Presentation Design

Building a Visual Identity

Presentations where the visual language was created from scratch to match the speaker, the topic, or the organisation

This presentation was created for the owner of a beauty salon chain giving a lecture on how to transform a people-dependent business into a scalable system without compromising quality.

Since the company didn’t have an established brand identity or presentation guidelines, I developed a visual style inspired by the interiors of the salons. The color palette, typography, and graphic elements were designed to reflect the atmosphere of the physical spaces while creating a clear and professional presentation for a business audience.

The presentation focused on business systems, processes, and scaling, so the visual language needed to communicate structure and consistency while maintaining the brand’s welcoming and elegant character.

Designing Within Constraints

Presentations designed within strict branding guidelines while solving complex communication challenges

This presentation was created for a game development expert speaking about the technical challenges behind the development of a video game.

The project required balancing several goals. The presentation needed to communicate complex technical concepts using code snippets, diagrams, and system architecture, while also showcasing the visual quality of the game through screenshots and gameplay graphics. At the same time, the entire presentation had to comply with the conference’s branding guidelines, including its color palette, background, footer, and template requirements.
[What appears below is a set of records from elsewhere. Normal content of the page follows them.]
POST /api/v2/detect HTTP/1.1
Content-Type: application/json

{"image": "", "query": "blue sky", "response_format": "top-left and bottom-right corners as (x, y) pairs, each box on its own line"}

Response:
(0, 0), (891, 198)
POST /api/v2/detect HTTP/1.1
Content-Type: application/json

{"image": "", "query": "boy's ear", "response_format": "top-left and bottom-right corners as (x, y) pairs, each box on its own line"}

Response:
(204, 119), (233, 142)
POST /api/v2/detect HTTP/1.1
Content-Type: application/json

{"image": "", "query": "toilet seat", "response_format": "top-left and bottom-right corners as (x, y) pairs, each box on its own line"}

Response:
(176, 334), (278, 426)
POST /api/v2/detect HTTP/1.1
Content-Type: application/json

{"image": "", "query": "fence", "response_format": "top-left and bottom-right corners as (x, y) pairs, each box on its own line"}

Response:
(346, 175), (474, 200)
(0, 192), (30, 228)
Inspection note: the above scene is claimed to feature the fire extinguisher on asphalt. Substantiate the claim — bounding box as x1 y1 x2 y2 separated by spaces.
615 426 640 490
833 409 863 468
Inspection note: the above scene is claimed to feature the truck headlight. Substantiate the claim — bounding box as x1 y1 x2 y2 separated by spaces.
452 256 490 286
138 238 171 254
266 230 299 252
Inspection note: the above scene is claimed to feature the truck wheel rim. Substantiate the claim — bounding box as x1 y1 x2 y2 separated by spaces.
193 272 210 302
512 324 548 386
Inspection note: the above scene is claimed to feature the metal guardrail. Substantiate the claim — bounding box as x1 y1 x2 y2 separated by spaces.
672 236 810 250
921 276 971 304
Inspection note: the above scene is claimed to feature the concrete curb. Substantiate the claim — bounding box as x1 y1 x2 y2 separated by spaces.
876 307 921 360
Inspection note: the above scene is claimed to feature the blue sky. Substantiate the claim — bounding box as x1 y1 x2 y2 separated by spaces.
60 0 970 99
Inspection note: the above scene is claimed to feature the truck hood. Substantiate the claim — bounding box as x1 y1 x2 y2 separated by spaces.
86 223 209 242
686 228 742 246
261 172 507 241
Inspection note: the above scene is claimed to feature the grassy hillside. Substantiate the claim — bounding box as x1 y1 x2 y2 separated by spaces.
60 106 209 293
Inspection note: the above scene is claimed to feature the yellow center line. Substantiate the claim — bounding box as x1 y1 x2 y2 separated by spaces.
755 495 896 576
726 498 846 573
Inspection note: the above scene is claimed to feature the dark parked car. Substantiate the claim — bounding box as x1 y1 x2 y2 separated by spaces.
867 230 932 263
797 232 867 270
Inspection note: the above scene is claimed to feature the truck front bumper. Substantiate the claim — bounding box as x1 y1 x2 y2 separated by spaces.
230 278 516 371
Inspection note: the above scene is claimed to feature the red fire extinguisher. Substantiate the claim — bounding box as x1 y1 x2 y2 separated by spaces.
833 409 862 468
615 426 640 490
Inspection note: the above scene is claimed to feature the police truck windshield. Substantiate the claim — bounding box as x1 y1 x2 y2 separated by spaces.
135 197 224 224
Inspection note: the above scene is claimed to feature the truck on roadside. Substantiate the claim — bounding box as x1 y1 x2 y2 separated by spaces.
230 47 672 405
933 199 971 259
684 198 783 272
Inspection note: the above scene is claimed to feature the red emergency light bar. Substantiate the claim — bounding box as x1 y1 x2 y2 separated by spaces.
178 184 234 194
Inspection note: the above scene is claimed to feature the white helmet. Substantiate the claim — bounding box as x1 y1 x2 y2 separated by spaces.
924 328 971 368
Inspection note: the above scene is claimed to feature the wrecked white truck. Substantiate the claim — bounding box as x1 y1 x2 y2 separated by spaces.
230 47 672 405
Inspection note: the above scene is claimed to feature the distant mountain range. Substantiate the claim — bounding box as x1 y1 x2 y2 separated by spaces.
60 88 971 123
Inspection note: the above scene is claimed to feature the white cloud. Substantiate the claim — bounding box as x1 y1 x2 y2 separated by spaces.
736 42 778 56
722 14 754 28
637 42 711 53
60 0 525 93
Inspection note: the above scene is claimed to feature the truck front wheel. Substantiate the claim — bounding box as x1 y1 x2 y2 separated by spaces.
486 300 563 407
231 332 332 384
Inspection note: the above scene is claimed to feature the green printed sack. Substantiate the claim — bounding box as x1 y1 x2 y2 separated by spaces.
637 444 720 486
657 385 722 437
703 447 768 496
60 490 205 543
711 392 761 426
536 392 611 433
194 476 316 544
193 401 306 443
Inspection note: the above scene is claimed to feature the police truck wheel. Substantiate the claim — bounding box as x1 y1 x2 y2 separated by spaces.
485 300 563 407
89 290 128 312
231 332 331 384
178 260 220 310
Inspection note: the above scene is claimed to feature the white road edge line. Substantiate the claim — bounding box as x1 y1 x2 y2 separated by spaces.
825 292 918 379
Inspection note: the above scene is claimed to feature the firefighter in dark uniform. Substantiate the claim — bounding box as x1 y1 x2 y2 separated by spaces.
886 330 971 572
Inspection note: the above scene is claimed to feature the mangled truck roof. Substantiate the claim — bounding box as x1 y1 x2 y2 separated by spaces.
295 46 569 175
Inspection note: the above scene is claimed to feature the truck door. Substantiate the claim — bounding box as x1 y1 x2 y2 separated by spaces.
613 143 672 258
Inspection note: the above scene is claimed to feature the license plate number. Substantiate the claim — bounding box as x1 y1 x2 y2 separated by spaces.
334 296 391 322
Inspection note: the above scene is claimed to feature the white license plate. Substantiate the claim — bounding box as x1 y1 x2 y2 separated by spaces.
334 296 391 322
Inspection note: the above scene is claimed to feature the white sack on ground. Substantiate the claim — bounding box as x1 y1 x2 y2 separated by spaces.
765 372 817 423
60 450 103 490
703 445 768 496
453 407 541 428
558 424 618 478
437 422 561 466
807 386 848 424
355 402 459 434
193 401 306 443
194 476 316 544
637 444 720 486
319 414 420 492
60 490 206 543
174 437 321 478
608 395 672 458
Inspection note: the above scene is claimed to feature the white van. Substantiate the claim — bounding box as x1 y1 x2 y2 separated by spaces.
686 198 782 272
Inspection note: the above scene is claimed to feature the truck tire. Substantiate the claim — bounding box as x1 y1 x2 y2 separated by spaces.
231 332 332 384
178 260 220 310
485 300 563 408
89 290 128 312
Unlike many presentation projects where visual identity can be developed freely, this project was defined by strict constraints. The challenge was not to create a new visual language, but to make highly technical content clear and engaging while working entirely within an existing conference template.

The result balances three different layers of information: technical explanations for a professional audience, visual storytelling through the game’s artwork, and consistent compliance with the event’s branding requirements.

One Template,
Different Stories

Adapting a single presentation system
to support different topics, speakers, and communication goals

These presentations were created for Paper Kartuli, a media that regularly hosts public lectures and educational events in a dark bar venue using a projector. Through multiple events, we found that a dark background with high-contrast typography provided the best readability in this environment. Based on this experience, I developed presentation design guidelines for the organization, including recommendations on slide layouts, typography, and color usage.

The green accent color used throughout the slides is part of Paper Kartuli’s visual identity.

Lycian Way Hiking Guides Presentation 

This presentation was created for two hiking guides presenting their author-designed route along a section of the Lycian Way at a public event in Tbilisi, Georgia.

One of the key requirements was to keep a relatively large amount of text on the slides. The speakers wanted the presentation to remain useful both during the talk and afterwards, when it would be shared with the audience as a reference.

While I usually recommend reducing on-screen text, in this case the priority was supporting the speakers’ preferred presentation style. To make the content easier to follow, I structured the information into clear visual blocks and used progressive animations so that each point appeared only when it became relevant.

Presentation for a Lecture on Ilia Zdanevich and
the Tbilisi Avant-Garde

This presentation was created for a public lecture about Ilia Zdanevich (Iliazd) and the Tbilisi avant-garde. Unlike a chronological lecture, this talk moved freely between different episodes of the artist’s life, ideas, and cultural context. To support this non-linear narrative, I replaced the traditional slide navigation with a mosaic-like visual system. 

Different sections of the mosaic became active throughout the presentation, helping the audience understand which part of the story they were exploring while preserving the lecture’s associative structure.

The presentation was created for Paper Kartuli and builds upon the visual system developed for the lecture series. While keeping the brand’s color palette and high-contrast design principles, I deliberately broke the underlying grid and introduced a more playful, experimental composition inspired by the aesthetics of the avant-garde.

Rather than imposing a rigid structure, the design embraces visual rhythm, asymmetry, and movement, allowing the presentation itself to reflect the artistic language of its subject while still providing subtle orientation for the audience.